Wednesday, March 2, 2011

Keeping You in Stitches - Volume 5

In an effort to give these articles a "home" on the web.. here's another one of my knitting related newspaper articles.  Well not totally mine, I co write them with a dear friend, Sandy.

Going Like Crazy

One long, gray Iowa winter when I was 10, my mom taught me to knit and I made a few simple items.  I let my skills lapse and did not pick up the needles again until I wanted to knit sweaters for my own children. I picked up a book, “Learn to Knit” so that I could refresh my memory.  Right away I saw diagrams illustrating the way I had been taught.  It is called the American or English way. My aunts had told me that my Danish grandmother knit differently from my mother.  They called it: “the German way.” but, I had never seen it.

Fast forward 40 yrs when Mary joined our Tuesday group at the library.  I noticed she could knit so fast that the stitches seemed to jump onto her needle. She was going like crazy.

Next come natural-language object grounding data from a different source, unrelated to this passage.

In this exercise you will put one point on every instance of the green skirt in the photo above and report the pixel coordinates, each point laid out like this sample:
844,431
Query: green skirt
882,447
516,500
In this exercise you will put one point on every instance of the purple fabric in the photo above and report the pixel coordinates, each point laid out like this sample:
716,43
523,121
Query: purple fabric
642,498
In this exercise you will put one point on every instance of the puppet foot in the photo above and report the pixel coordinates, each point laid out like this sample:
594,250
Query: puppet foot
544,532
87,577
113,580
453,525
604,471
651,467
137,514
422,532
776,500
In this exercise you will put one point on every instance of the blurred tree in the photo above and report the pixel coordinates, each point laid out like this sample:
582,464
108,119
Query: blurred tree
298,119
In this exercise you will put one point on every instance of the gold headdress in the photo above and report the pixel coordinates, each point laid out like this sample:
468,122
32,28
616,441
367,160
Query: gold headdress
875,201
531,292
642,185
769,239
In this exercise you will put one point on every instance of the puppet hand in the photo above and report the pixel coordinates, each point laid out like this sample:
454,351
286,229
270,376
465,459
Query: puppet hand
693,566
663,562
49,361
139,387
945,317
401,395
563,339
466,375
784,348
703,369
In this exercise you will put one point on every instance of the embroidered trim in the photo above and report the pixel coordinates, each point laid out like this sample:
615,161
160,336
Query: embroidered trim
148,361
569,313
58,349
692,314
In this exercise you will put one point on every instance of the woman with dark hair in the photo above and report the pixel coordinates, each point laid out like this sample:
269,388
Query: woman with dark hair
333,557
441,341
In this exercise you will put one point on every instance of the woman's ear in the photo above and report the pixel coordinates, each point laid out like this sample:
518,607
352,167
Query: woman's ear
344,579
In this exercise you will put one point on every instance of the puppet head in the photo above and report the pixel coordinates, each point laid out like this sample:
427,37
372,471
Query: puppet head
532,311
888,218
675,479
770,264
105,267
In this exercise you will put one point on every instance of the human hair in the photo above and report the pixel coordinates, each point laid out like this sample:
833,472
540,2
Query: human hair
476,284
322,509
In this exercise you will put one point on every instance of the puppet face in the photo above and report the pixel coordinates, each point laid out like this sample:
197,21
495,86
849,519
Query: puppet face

I was really interested now.  As I watched, suddenly the light bulb went on.  This was German knitting or as it also called Continental or European style.   In American knitting you hold the yarn in your right hand and then throw the yarn around your second needle.  European knitters feed the yarn from their left hand and pick their stitches, much like in crochet.  A bit later Sonya showed up, another European style knitter, and she was going like crazy.  And then Inga came and she was going like crazy and well…

Elaine and I became intrigued by the idea of all this speed.  Just think how many more things you could knit if you could go that fast.  It staggers the imagination!  The European knitters were happy to show us how and so we tried to go like crazy. Elaine knitted a cowl using European style, but never achieved the quickness of Mary and Sonya.  I found it difficult to change my style after over 50 years of doing it the American way.  So, it’s not likely that either of us will switch over.  But, we sure do long for the increased productivity of going like crazy.

I now realize an apology is due a former knitting student, a Higbee lady.  She was an avid crocheter and was accustomed to using her left hand to hold the yarn.  I was trying to teach her to hold it in her right hand and we were both frustrated. If I had only understood the difference between English and European knitting styles she’d be sitting there in Higbee right now using a style that was comfortable to her and going like crazy.